Step 2.3: and (3) performing point feature tracking matching between the left eye image and the right eye image of the current frame by using a KLT optical flow method, and further calculating a three-dimensional coordinate corresponding to the matching point according to an example stereoscopic vision algorithm. And calculating the three-dimensional coordinates corresponding to the matching points according to a stereoscopic vision algorithm, wherein the calculation process is as follows:

d＝u_L-u_R (6)

wherein (X, Y, Z) is three-dimensional coordinates of a space point in a camera coordinate system, f represents the focal length of the camera, b represents a base line of the binocular camera, and c_x,c_yIs the internal reference of the camera, u_LIs the pixel coordinate, u, of a spatial point in the left eye image in the x-axis direction_RPixel coordinates, v, of spatial points in the direction of the x-axis in the right eye image_LThe y-axis direction pixel coordinate of the space point in the left eye image, d is the abscissa difference of the space point in the left eye image and the right eye image, namely: parallax error.

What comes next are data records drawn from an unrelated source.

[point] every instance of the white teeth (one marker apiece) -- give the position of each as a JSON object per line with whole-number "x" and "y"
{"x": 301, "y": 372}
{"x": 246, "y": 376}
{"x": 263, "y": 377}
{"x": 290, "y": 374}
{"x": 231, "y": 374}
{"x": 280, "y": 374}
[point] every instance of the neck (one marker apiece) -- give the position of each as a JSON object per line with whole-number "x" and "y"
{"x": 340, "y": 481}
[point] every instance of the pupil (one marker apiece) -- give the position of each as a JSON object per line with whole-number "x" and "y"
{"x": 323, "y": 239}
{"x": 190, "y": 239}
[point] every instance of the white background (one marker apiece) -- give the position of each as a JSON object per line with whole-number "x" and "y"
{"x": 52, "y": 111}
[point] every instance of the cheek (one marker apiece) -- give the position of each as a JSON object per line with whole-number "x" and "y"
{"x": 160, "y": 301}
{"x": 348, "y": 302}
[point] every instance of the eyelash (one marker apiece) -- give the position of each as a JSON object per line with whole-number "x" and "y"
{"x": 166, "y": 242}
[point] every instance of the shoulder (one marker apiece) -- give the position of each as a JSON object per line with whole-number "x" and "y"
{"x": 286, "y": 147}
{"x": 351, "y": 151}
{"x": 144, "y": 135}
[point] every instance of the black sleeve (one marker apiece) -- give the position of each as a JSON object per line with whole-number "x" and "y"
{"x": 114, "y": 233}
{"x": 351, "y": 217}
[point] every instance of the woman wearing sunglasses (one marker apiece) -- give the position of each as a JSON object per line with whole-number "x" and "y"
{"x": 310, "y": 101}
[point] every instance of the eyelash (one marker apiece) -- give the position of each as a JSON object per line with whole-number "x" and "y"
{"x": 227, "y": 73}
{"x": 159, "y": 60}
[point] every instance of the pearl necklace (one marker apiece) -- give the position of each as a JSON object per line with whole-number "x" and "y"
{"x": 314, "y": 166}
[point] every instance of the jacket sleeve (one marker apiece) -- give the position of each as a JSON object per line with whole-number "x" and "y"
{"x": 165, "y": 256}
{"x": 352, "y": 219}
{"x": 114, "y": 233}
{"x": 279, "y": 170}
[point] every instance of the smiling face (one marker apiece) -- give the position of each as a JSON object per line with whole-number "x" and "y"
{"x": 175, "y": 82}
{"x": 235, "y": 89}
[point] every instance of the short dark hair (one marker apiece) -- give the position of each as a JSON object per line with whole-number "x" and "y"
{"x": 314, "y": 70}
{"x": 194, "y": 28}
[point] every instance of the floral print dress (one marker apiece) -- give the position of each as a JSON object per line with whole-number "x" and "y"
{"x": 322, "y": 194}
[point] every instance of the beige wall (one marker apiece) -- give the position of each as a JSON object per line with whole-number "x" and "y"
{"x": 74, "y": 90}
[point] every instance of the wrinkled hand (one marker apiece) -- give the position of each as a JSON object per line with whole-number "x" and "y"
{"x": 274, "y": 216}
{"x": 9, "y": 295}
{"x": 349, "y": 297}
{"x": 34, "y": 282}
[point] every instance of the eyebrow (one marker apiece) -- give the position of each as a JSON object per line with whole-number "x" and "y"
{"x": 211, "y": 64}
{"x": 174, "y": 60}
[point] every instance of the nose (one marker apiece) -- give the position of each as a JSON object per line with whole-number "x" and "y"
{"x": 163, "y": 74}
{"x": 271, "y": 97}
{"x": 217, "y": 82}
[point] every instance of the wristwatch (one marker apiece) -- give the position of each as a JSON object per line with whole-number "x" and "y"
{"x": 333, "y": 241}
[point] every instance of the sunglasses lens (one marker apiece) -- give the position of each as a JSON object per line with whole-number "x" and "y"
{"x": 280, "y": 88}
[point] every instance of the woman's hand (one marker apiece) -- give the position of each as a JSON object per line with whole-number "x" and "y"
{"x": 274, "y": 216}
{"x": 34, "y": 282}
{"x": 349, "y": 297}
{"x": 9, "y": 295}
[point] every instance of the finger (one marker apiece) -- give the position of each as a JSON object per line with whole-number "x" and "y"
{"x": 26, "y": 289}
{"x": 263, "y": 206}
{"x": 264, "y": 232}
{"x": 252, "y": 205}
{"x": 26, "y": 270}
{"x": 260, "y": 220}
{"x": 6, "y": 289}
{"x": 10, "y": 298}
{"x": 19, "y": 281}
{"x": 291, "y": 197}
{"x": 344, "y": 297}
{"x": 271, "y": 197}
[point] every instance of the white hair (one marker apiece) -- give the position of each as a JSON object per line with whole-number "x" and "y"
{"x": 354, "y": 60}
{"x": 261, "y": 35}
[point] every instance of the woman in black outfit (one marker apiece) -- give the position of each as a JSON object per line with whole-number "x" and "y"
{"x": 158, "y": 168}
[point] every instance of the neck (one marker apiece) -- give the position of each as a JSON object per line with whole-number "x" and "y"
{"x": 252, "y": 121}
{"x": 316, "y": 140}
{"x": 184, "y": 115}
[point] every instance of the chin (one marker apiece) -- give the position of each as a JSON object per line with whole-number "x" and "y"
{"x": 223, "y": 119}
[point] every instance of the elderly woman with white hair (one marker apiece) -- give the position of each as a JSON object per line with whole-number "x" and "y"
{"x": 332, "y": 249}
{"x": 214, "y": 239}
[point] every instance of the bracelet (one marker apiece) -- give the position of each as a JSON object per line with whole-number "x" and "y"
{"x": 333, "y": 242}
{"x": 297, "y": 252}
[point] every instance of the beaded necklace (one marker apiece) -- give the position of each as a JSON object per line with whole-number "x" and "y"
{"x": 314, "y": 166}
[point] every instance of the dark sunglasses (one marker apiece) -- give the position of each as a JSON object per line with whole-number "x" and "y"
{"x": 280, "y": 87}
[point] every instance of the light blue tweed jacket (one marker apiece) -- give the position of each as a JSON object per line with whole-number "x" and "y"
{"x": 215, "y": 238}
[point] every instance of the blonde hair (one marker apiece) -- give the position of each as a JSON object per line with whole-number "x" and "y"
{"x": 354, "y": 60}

And step 3: extracting line characteristics of a current frame, comprising the following steps:

FIG. 3 is a line feature merging strategy. As shown in fig. 3, the line feature merging mainly includes the following sub-steps:

step 3.2.1: line feature set L ═ L_i}_i＝1,...,nSorting according to length and selecting the longest line segment L_max；

Step 3.2.2: at L_maxThe principal direction difference dist (ang) between the L and the member of the L is obtained_i,ang_j) The distance d between the dotted line and the endpoint, the distance L between the endpoint and the descriptor distance t, and the distance L from the set L is found out according to the set threshold value_maxThe approximate line segments are compared to form a candidate line segment group L'.

Step 3.2.3: members of L' with L_maxSegment merging is performed and the descriptors are recalculated to obtain a merged segment group L ".

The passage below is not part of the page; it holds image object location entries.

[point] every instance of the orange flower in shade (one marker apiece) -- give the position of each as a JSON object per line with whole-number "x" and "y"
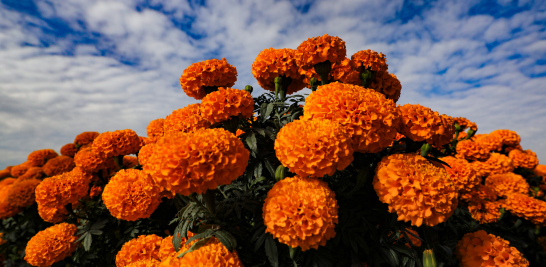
{"x": 213, "y": 72}
{"x": 509, "y": 138}
{"x": 186, "y": 120}
{"x": 523, "y": 159}
{"x": 194, "y": 162}
{"x": 320, "y": 49}
{"x": 85, "y": 138}
{"x": 155, "y": 130}
{"x": 369, "y": 118}
{"x": 314, "y": 148}
{"x": 527, "y": 207}
{"x": 462, "y": 174}
{"x": 144, "y": 247}
{"x": 51, "y": 245}
{"x": 487, "y": 250}
{"x": 58, "y": 165}
{"x": 213, "y": 253}
{"x": 69, "y": 150}
{"x": 467, "y": 149}
{"x": 21, "y": 194}
{"x": 131, "y": 195}
{"x": 507, "y": 183}
{"x": 301, "y": 212}
{"x": 272, "y": 63}
{"x": 225, "y": 103}
{"x": 369, "y": 59}
{"x": 417, "y": 190}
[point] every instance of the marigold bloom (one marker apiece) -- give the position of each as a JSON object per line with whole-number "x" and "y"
{"x": 186, "y": 120}
{"x": 507, "y": 183}
{"x": 213, "y": 72}
{"x": 482, "y": 249}
{"x": 227, "y": 102}
{"x": 417, "y": 190}
{"x": 131, "y": 195}
{"x": 85, "y": 138}
{"x": 467, "y": 149}
{"x": 523, "y": 159}
{"x": 195, "y": 162}
{"x": 369, "y": 118}
{"x": 314, "y": 147}
{"x": 69, "y": 150}
{"x": 51, "y": 245}
{"x": 301, "y": 212}
{"x": 527, "y": 207}
{"x": 144, "y": 247}
{"x": 462, "y": 174}
{"x": 320, "y": 49}
{"x": 272, "y": 63}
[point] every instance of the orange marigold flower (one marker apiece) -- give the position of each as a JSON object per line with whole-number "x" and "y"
{"x": 227, "y": 102}
{"x": 314, "y": 147}
{"x": 301, "y": 212}
{"x": 272, "y": 63}
{"x": 69, "y": 150}
{"x": 320, "y": 49}
{"x": 131, "y": 195}
{"x": 144, "y": 247}
{"x": 186, "y": 120}
{"x": 208, "y": 73}
{"x": 195, "y": 162}
{"x": 22, "y": 194}
{"x": 58, "y": 165}
{"x": 120, "y": 142}
{"x": 369, "y": 118}
{"x": 507, "y": 183}
{"x": 527, "y": 207}
{"x": 482, "y": 249}
{"x": 467, "y": 149}
{"x": 417, "y": 190}
{"x": 85, "y": 138}
{"x": 51, "y": 245}
{"x": 523, "y": 159}
{"x": 369, "y": 59}
{"x": 462, "y": 174}
{"x": 155, "y": 129}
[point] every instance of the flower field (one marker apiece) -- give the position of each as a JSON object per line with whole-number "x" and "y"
{"x": 341, "y": 177}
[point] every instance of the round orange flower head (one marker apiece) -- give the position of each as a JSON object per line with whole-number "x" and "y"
{"x": 523, "y": 159}
{"x": 369, "y": 118}
{"x": 131, "y": 195}
{"x": 186, "y": 120}
{"x": 301, "y": 212}
{"x": 527, "y": 207}
{"x": 467, "y": 149}
{"x": 272, "y": 63}
{"x": 462, "y": 174}
{"x": 507, "y": 183}
{"x": 194, "y": 162}
{"x": 120, "y": 142}
{"x": 85, "y": 138}
{"x": 417, "y": 190}
{"x": 482, "y": 249}
{"x": 69, "y": 150}
{"x": 144, "y": 247}
{"x": 58, "y": 165}
{"x": 209, "y": 73}
{"x": 314, "y": 148}
{"x": 227, "y": 102}
{"x": 22, "y": 194}
{"x": 51, "y": 245}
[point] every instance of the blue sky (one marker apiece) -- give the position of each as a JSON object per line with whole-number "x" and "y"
{"x": 70, "y": 66}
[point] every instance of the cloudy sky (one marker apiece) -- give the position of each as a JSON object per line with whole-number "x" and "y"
{"x": 68, "y": 66}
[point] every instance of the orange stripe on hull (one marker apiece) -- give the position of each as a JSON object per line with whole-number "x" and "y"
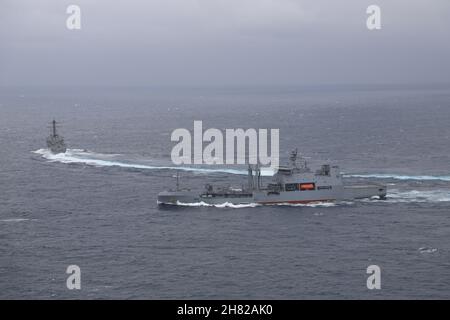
{"x": 296, "y": 201}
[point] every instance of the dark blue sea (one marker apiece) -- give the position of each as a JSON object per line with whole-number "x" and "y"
{"x": 96, "y": 205}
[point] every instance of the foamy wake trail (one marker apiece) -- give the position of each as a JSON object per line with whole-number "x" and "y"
{"x": 252, "y": 205}
{"x": 13, "y": 220}
{"x": 420, "y": 196}
{"x": 107, "y": 160}
{"x": 398, "y": 177}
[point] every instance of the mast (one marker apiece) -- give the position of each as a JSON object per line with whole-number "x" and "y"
{"x": 54, "y": 128}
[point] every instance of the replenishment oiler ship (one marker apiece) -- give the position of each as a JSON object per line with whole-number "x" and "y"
{"x": 292, "y": 184}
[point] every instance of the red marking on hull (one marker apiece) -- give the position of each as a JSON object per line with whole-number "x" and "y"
{"x": 296, "y": 201}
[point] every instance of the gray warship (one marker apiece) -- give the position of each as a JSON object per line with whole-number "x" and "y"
{"x": 55, "y": 142}
{"x": 295, "y": 183}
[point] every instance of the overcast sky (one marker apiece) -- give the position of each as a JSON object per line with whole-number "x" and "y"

Step 3.2.4: calculate L ″)_iThe length s of the line, and L ″)_iAnd L_maxThe difference in main direction between them, and whether it is less than the set threshold value. Find and L_maxTo-be-merged line producing minimum difference in principal directionSegment L'_iAnd with merge line segment L ″)_iTo replace L'_iAnd L_max。

Wherein des ═ { des ═ des_i}_i＝1,...,nIs line feature set L ═ L_i}_i＝1,...,nCorresponding descriptor subset, ang_THIs a main direction difference threshold, d_THIs the dot-line distance threshold,/_THAs end point distance threshold, des_THTo describe the sub-distance threshold, s_THIs a segment length threshold.

Step 3.3: and performing line feature matching between the left eye image and the right eye image of the current frame.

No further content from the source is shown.